Junk mail from environmentalists
Apparently when you buy a house, all sorts of groups decide that you must have money that you want to give them. My junk mail levels have exploded in the past couple months.
A lot of it is catalogs from companies I've never heard of, home furnishings and the like. A fair bit of it is realtors—what part of "just bought a house" do they not understand? But quite a lot of it is from nonprofits that want me to donate money.
My donation list is full up, so I'm going to turn them all down. But I wanted to call out one organization in particular for making me not want to donate to them:
The Sierra Club sent me a big envelope stuffed with paper.
It contains two petitions to send to Congresspeople. It contains a donation form. It contains a four-page letter explaining why I should donate. It contains a little "act now" flyer (repeating info from the letter, I think), and a little flyer claiming that Sierra Club has been "Named America's Most Effective Environmental Organization." (Hey, Aspen Institute! Would you have given them that title if you knew how much paper they're wasting on junk mail?) It contains a glossy full-color flyer about the nifty 1892-style rucksack they'll give me if I join. It contains a full-color sticker to apply to my car window. It contains a business-reply envelope, of course, but that's normal.
And it contains a huge (roughly 2' x 3') full-color glossy map of the United States, with dozens of cities on it, colored in green and brown. The back of the map lists information about a dozen endangered, threatened, or at-risk species across the US.
Oh, yes, and most useless of all: Two stickers, each one about 15" x 1", each showing a tiny one-year-long Sierra-club-branded calendar, starting with November 2009 and ending with October 2010. What does the Sierra Club have to do with calendars? Glad you asked. On the back, they each say: "Affix this calendar strip on your PC keyboard, your desk or anywhere else you need a calendar. Every time you see it, you will be reminded of the important contribution you are making to protect America's wildlands." Presumably by noticing that America's trees are being cut down to produce wasteful useless material like this.
I guess this whole ridiculous package must be an effective recruitment tool, or they wouldn't do it. But to me, it says "We care so much about environmental issues that we'll waste a large amount of paper (plus money for postage) to send completely unnecessary junk mail (and much more of it than any other nonprofit) to people who aren't even members."
Sorry, Sierra Club; I'm not interested in paying for you to send out glossy fold-up US maps and calendar stickers to everyone who might possibly send you money someday.
Huh. I seem to be kind of cranky about this. Guess I feel more strongly about it than I thought.
Anyway. Into the recycle bin with all of it. Except the letter, which I'll hold onto so I can call the 800 number in the morning and get off their mailing list.
. . . Wait, stop the presses! There's another candidate for Most Wasteful Environmental Organization!

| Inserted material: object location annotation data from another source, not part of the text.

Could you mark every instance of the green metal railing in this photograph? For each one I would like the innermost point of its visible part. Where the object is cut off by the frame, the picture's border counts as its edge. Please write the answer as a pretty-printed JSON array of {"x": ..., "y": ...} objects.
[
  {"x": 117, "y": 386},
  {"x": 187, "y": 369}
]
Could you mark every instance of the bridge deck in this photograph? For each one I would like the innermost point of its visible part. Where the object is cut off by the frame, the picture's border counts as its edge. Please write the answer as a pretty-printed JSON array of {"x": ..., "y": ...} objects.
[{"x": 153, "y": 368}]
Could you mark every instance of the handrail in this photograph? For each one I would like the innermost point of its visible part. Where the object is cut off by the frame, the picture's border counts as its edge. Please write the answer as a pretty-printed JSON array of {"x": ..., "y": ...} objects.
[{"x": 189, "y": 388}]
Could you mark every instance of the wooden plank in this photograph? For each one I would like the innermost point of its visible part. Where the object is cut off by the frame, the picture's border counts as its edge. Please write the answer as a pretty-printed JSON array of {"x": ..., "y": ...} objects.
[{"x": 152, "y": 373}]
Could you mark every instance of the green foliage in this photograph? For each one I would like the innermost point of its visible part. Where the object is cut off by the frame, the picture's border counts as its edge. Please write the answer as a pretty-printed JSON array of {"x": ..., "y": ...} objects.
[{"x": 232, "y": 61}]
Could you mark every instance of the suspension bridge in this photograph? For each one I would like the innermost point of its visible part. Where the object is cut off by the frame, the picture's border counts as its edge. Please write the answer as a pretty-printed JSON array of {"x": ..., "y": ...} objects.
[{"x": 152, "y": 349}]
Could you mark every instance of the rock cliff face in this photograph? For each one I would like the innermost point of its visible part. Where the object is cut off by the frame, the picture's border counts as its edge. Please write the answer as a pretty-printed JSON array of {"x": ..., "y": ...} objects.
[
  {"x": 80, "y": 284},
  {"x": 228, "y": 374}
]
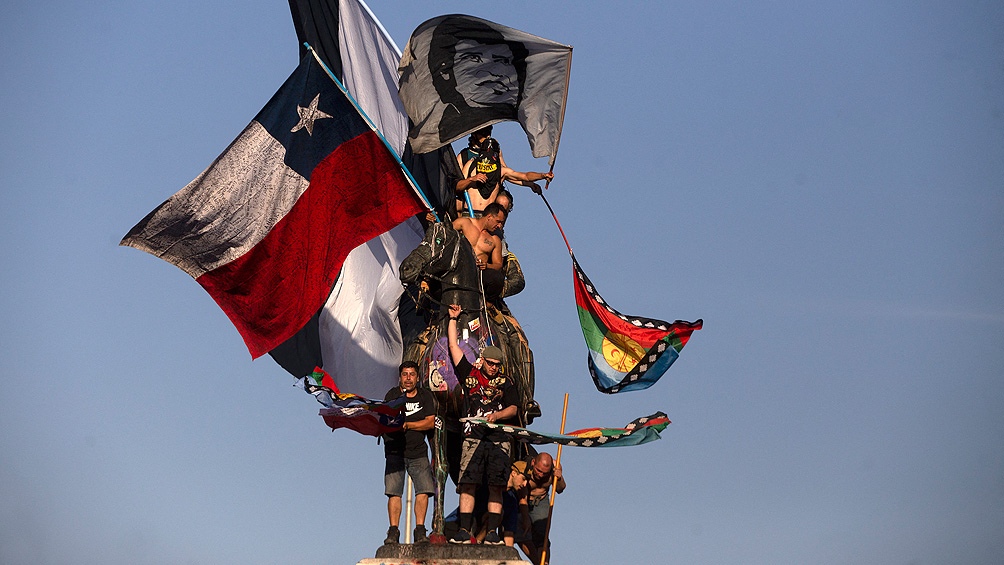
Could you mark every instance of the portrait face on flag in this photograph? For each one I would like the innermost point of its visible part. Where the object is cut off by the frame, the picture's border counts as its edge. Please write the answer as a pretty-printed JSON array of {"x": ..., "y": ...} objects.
[
  {"x": 460, "y": 73},
  {"x": 478, "y": 74}
]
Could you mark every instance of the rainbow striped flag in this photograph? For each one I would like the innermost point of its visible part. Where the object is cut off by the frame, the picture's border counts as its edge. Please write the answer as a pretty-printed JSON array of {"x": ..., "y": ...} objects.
[
  {"x": 342, "y": 409},
  {"x": 641, "y": 431},
  {"x": 625, "y": 352}
]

A little further down in my stack of papermail was a large-size envelope from the National Wildlife Federation. It contains the usual plea letter (only 2 pages), return envelope, glossy flyer for their donation premium (a blanket), and address stickers—but it also contains a full-size full-color 18-month wall calendar titled "Treasures of Wildlife."
By sheer quantity of paper wasted, it's probably roughly a tie. However, I'm inclined to cut the NWF a little bit of slack, on the grounds that (a) the calendar is actually useful as a calendar (I might use it if I didn't otherwise have one), (b) it contains useful and relevant bits of info, and (c) it contains several large cute pictures of attractive wild creatures.
Still. NWF, come on. You're an environmentalist organization. Why are you wasting all this paper—and all this printing and mailing money—sending out junk mail to random strangers?
Again I suppose it must be effective. But it sure turns me off. I won't be adding the NWF to my list either.
Runners-up in this little contest (they all sent junk mail, but none of it was all that much more paper than most junk mailers):
- National Parks Conservation Association
- Audobon Society (bonus points for not providing a phone number to call to be removed from their list)
- National Resources Defense Council (Cons: used a full-size 8.5"x11" envelope, with alarmist "How will this wolf pup survive . . . once its pack is gunned down?" message. Pros: less paper than the others, and only one sheet of the paper is glossy color, and there's a helpful pie chart explaining that they spend only 11% of their money on fundraising)
- World Wildlife Fund (small envelope, not much paper, but all of it is glossy. And of course they include address stickers; I now have enough of those to last me about ten years, at my normal rate of sending papermail)
I suppose I may as well add a runner-up in the non-environmentalist category: the Leukemia & Lymphoma Society has sent me three identical mailings in the past couple months. Each one contains a pack of address labels and a nickel. Y'know, I sympathize with their cause—my mother died of leukemia—but I've always disliked this fundraising ploy, which they've been using on me for years. If I had a nickel for every time—oh, wait, I do.